O episódio descrito por ele teria sido na semana passada, quando ele foi retirado da cela onde está no presídio para uma sala e, lá, foi questionado sobre o motivo de não fechar um acordo.
A narração consta em uma petição enviada pela defesa de Antunes ao gabinete do ministro André Mendonça, do STF (Supremo Tribunal Federal).
A defesa diz, também, que mais de dez perguntas foram feitas ao preso, sem a presença de advogados, e insistiram no quesito delação premiada por cerca de uma hora.
A petição pede que o ministro relator do caso cobre a penitenciária sobre os responsáveis pelo episódio e os motivos do interrogatório que foi realizado. O documento foi enviado na sexta-feira (19).
Procurada pela CNN, a Seape (Secretaria de Administração Penitenciária do DF) não se pronunciou. A defesa do Careca do INSS não quis comentar o caso.
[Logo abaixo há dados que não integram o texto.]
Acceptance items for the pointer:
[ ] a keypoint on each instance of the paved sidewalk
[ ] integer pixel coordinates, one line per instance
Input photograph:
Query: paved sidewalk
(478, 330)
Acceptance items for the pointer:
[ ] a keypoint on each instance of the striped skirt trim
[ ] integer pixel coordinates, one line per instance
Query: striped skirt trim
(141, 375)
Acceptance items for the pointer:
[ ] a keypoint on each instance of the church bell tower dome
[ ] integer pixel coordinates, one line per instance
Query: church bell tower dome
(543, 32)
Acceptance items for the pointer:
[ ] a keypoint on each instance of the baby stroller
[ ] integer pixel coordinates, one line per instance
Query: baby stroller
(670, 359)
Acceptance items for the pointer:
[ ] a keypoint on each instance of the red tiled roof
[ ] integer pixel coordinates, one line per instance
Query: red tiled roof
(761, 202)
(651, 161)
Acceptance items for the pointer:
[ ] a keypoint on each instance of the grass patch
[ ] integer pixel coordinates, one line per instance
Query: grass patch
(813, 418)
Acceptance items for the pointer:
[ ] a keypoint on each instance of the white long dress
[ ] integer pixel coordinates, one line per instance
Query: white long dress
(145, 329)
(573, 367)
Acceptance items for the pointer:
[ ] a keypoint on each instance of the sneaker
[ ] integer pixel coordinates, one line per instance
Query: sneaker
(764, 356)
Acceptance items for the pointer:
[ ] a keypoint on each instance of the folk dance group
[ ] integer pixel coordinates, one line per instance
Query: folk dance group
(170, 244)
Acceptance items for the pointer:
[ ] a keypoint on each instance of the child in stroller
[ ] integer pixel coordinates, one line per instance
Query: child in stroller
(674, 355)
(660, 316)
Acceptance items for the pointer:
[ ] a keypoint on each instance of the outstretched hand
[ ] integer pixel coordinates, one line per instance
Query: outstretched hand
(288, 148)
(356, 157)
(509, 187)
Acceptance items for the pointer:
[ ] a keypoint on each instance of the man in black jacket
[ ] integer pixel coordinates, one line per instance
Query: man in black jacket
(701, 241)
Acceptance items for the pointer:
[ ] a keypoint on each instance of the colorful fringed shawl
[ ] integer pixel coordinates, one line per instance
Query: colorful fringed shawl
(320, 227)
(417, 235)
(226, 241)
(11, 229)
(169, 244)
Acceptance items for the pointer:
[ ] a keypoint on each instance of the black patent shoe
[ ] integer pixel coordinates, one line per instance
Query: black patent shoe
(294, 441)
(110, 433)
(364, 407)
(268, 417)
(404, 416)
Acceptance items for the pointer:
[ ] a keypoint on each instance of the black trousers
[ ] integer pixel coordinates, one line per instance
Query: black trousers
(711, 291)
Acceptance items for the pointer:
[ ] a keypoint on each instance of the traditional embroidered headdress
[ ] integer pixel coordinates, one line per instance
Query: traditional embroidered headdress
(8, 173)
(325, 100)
Antônio Camilo Antunes está preso no âmbito da operação Sem Desconto, apontado pela Polícia Federal como responsável pelas fraudes bilionárias em contracheques de aposentados e pensionistas.
Não há no momento negociação para delação por parte dele. Por outro lado, o empresário Maurício Camisotti, preso na mesma operação, fechou acordo com a PF.